「習近平の過信」が招いた過ち
日本にやってくる中国人富裕層が近年、特に増えている。彼らは「投資移民」とも呼ばれている。しかし、富裕層の移民は歓迎するムードもあるが、筆者が懸念しているのは今後、不法移民も日本に押し寄せるのではないかという懸念である。
前編「中国を脱出するのは富裕層だけじゃなかった…!習近平の「経済無策」で、日本に中国移民が「大量になだれ込む日」」では、直近の中国経済の惨憺たる状況について解説したが、本稿でも打つ手なしの中国政府の実態を明らかにし、不法移民が発生する可能性を検証していこう。
中国政府はかつて不動産バブルの崩壊で長期的な経済停滞を余儀なくされた日本の失敗を「十分に研究しているから、同じ過ちを繰り返さない」と胸を張っていた。ところが、不動産危機発生後の2年あまりの対応を見るにつけ、「何を研究していたのか」と首をかしげたくなる。
今回の対策の欠点は規模ばかりではない。地方政府が銀行からの融資で売れ残った住宅を買い取ることも問題だ。収益を生まなければ地方政府からの返済が滞り、銀行の不良債権が一気に膨らむリスクをはらんでいる。
1990年代後半、日本では戦後最大の金融危機が起きてしまったが、中国政府は金融危機の導火線に自ら火を付けているのではないかと思えてならない。
中国版「デフレの正体」
中国政府が政策メインに据えているのは「中国製造2025」に象徴されるイノベーション駆動型の経済成長の実現だ。
中国政府の号令の下、銀行貸し出しは近年、不動産部門から工業部門へ急激にシフトしており、これにより、中国は深刻な過剰生産能力を抱えるようになっている。
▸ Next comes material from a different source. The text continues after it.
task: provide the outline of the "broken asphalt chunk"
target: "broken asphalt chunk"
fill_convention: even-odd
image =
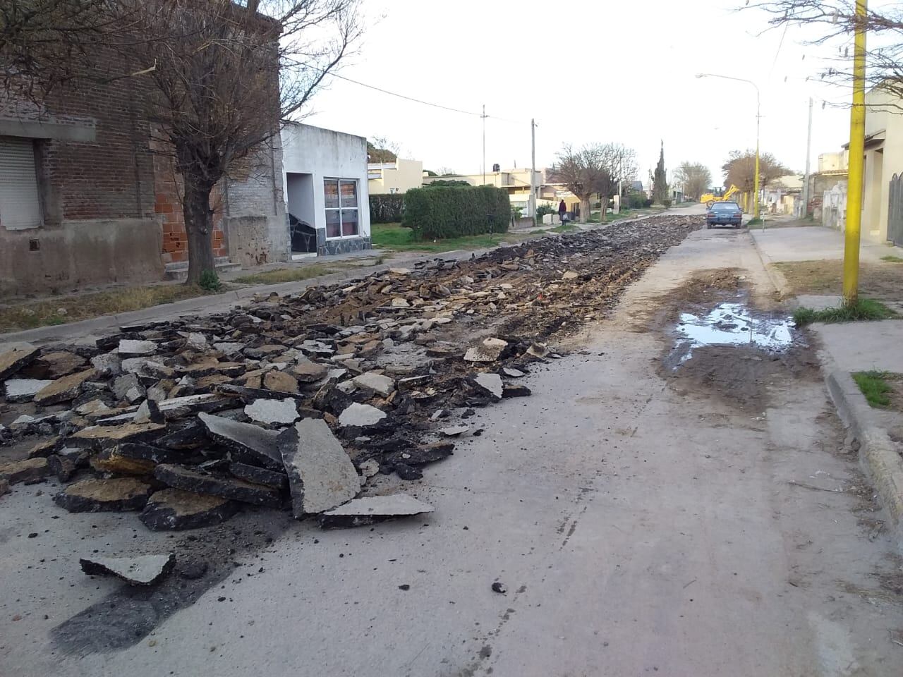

このため、中国ではあらゆる分野で「価格破壊」が生じている。
EVの過当競争ぶりは既に有名だが、この現象は人口知能(AI)にも波及している。
中国のアリババグループは自社で展開しているAIサービスを最大97%値下げした。この動きに百度(バイドウ)がすぐに対抗手段を講じており、AI市場でも熾烈な生き残り競争が始まっている(5月21日付ブルームバーグ)。
「若者失業率15%」と「無差別殺傷事件」のヤバすぎる関係
4月の若年層(16~24歳)の失業率は14.7%と相変わらず高水準だ。
EVやAI産業を担う民営企業が雇用創出に大きく貢献しているが、中国政府は民営企業への規制を強化しており、「金の卵」を産むガチョウの首を締め付けている有様だ。
不況のせいで中国でも家計債務は過去5年間で50%も増加し、約11兆ドルに達している。政府のブラックリストに載せられた借金滞納者の数も50%近く増加し、830万人に上っている。一度、ブラックリストに載ると旅行や高速鉄道などの利用が禁止されるなどの厳しい制裁が課されることから、多くの中国人が戦々恐々としているという(4月23日付ウオールストリートジャーナル)。
殺伐した世相を表すかのように、中国各地で無差別殺傷事件が後を絶たない。
生きられない人たちの「中国脱出」
実は日本にやってきている中国人富裕層は、日本に魅力を感じてやってきたと言うよりは、こうした中国の先行きを不安視してやってきているエクソダス(脱出)の可能性が高い。
日本国内の中国人居住者は昨年末に約82万2000人となり、前年に比べて6万人増加した。
飛行機でわずか数時間の距離にあり、円安で不動産価格が手頃な価格となっていることから、専門家は「中国人の日本への投資移民はさらに増加する」と予測している(5月3日付中央日報)。彼らは緊迫する本土の経済状況と思想統制的な政府の規制に危機感を抱き「自由」を求めて日本に移住しているのではないか。とくに中国の文化人などの数も増加傾向にある(5月18日付ニューズウイーク日本版)のは、その顕著な例だろう。